Taking Refuge and What it Means to Me
Today is the day. This afternoon I join into a community of like-minded souls that have adopted a Tibetan Buddhist (mahayana) view of the world. This act of taking refuge is not about becoming Tibetan, or a monk, or a lama or about becoming anything more than myself. Taking refuge is in a way, finding that space within myself that is the bedrock of who I am as a spiritual, ethical and whole human that recognizes that I am not alone but am held within the collective of humanity, a child turned adult of a culture that extends back millenia carrying the heritage of the past into whatever the future holds for myself and all of humankind. Of course, I have had to think long and hard on taking this step. I had to come to understand exactly what taking refuge meant both within the Buddhist frame of reference and within the frame or through the lens of how I see and know the world and myself.
Taking refuge – refuge being a physical place of safety, or a mental state of being in which one can find protection. Why do I need to take refuge, to find this place both internal and external in which I can be safe? I guess I would have to say that it is about creating a space and place for my soul/psyche to nurtured and mature, a place that will act like a protective shell in a world that has little concern for the truly spiritual and psychological well-being of individuals. In psychological work, there is a need for a place of temenos, a sacred space/place/container in which one can risk facing inner demons with the purpose of finding personal healing and mental and spiritual health
Today I will take refuge in Buddha, Dharma and Sangha. Taking refuge in Buddha is a state of mind, not some external God to whom one prays.

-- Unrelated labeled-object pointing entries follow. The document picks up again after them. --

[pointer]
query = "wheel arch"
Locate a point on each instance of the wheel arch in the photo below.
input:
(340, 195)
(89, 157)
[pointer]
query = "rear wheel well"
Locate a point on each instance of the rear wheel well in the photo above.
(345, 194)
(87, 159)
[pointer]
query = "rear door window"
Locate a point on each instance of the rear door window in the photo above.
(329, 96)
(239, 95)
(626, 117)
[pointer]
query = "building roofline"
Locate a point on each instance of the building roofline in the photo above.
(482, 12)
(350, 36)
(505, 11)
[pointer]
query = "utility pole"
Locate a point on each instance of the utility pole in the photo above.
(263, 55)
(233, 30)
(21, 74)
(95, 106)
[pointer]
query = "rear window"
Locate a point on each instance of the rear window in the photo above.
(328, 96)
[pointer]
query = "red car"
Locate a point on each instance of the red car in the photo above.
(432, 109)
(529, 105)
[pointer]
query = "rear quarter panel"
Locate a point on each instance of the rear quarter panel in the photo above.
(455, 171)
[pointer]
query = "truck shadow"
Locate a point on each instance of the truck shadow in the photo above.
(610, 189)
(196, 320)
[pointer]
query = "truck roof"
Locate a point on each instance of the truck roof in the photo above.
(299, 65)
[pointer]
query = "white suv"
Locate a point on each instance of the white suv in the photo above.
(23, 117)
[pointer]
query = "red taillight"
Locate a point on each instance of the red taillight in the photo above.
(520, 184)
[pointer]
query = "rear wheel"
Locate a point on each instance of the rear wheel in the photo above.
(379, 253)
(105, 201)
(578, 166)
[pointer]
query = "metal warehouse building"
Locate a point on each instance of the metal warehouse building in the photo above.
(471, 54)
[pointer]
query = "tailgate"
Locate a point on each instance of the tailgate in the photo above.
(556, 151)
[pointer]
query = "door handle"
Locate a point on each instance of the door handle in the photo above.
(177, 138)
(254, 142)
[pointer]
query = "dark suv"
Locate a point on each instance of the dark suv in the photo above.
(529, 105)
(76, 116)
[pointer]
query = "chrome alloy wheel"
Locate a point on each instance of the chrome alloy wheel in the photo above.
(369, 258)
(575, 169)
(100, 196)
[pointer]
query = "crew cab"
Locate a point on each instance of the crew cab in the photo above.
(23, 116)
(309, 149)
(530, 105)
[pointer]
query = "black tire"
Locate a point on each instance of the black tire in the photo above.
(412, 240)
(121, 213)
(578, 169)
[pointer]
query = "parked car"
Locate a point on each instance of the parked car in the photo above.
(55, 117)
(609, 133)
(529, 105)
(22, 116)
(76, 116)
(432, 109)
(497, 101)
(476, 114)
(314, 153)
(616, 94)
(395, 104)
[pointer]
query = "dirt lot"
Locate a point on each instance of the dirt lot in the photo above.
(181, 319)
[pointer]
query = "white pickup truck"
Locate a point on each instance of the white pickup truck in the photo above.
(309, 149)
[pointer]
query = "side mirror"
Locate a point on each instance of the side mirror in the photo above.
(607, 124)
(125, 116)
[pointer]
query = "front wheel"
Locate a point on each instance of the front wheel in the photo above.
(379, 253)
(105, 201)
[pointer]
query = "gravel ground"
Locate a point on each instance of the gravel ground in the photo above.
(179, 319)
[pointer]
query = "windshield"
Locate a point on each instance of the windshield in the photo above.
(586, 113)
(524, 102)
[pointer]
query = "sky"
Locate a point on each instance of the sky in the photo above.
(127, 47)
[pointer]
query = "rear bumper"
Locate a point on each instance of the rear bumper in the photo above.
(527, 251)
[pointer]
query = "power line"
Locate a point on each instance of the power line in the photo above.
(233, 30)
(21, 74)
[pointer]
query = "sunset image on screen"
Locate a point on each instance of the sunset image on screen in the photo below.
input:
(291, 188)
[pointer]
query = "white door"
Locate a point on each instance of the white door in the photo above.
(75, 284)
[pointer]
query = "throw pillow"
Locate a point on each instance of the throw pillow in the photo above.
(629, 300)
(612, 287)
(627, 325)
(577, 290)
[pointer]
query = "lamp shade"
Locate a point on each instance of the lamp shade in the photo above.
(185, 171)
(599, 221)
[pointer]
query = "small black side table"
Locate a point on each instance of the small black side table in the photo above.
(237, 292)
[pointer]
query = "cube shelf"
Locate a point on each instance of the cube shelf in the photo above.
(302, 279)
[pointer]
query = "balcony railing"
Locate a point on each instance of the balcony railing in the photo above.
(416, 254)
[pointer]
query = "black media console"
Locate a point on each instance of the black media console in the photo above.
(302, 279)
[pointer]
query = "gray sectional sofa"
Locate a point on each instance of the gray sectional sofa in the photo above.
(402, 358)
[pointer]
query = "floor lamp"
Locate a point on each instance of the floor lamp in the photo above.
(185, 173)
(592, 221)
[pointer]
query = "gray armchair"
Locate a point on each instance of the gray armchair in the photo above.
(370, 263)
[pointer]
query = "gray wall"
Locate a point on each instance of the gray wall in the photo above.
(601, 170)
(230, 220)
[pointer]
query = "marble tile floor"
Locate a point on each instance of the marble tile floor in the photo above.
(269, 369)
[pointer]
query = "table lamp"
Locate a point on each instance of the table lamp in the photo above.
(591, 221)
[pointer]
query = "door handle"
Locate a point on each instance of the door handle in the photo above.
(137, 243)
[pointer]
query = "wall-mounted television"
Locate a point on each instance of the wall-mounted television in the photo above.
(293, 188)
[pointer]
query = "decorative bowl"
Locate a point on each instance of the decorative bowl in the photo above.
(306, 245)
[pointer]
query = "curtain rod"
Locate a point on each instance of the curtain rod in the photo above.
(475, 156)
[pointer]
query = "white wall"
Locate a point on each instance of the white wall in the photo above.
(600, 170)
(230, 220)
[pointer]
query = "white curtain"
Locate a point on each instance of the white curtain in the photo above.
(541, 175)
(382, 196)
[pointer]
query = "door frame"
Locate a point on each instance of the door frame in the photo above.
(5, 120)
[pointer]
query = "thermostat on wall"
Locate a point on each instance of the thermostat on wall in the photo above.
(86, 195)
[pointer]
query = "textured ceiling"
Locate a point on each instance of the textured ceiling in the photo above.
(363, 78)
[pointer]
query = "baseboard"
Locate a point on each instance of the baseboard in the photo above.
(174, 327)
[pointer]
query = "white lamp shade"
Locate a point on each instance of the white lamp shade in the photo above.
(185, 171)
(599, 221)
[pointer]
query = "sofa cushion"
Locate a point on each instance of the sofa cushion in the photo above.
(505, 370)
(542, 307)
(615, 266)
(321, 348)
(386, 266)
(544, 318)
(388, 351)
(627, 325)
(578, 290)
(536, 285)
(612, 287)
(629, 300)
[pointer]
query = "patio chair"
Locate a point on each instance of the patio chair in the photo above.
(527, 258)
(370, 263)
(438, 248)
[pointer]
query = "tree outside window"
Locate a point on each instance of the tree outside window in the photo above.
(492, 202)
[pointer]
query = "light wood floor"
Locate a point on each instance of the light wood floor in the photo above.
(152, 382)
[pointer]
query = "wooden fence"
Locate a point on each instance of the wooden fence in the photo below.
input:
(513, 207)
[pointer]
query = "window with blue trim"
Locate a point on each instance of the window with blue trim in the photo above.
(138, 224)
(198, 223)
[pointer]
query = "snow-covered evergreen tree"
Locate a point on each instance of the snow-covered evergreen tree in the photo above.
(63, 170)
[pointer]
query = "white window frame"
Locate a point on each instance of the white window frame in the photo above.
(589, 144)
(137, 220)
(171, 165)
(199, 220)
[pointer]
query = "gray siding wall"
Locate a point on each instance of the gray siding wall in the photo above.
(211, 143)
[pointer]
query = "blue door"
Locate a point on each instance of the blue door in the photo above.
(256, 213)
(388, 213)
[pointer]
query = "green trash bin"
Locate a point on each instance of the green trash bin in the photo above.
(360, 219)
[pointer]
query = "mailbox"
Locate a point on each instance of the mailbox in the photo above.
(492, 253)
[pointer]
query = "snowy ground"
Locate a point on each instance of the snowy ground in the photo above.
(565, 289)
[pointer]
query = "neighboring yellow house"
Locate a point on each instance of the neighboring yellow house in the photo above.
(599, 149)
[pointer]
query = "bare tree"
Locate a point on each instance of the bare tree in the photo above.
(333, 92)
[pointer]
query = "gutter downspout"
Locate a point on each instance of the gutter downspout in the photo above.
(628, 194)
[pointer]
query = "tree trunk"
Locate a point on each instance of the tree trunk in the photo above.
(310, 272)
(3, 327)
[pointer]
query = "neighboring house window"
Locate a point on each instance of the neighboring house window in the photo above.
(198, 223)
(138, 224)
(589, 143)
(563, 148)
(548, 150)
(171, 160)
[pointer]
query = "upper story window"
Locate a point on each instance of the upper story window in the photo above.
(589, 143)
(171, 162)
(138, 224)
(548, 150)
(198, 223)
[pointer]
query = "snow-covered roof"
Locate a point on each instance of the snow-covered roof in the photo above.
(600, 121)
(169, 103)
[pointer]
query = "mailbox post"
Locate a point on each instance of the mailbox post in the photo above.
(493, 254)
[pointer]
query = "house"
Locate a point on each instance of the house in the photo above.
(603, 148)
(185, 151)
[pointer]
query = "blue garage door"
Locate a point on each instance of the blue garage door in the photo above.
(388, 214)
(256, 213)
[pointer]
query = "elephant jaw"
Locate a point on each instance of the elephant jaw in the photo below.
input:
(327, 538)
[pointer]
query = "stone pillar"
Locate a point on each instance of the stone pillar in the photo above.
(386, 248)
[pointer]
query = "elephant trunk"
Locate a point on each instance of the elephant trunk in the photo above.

The Buddha is that state of mind that “enlightened” or in Jungian terms, one in which the psyche has individuated into a state of wholeness (holiness) where self and other are seen as inseparable parts of a whole. Dharma is the path – the teachings and practice. One can’t know everything or how to get there on one’s own. If there was a book with all the questions and answers to guide us through every situation in life, it would be a big help. But information is not enough, we also need help in developing the practices to make our lives better and to heal our souls which enter the world bruised. Tibetan Buddhist teachings come first from the work and the words of Siddhartha Gautama (Shakyamuni Buddha). These teachings have one goal in mind, that of waking up to the fullness that is enlightenment or nirvana. C.G. Jung is not in the same league as Buddha, but he did work and put forth his ideas within the context of a modern western world culture for the same purposes. The goal, consciousness a consciousness that is both personal and universal. Sangha is the community that exists within which one finds support for this journey of dharma towards awareness, consciousness, wholeness. Community is important in helping one stay strong as well as helping us get back up off our knees when we fall on our journey. In spite of the fact that the journey is individual, the fact that one can know that in spite of doing this lonely work, one is connected to others and held within a family of spirit, a family of intention. In Jungian psychology, there is a hint of this when one joins within a collective such as a Jungian Society, when one takes part in workshops and seminars where the spirit is uplifted and the hard work of individuation is supported.
So, in a way, taking refuge is like adding another layer, adding another dimension to the work within which safety and support are held sacred.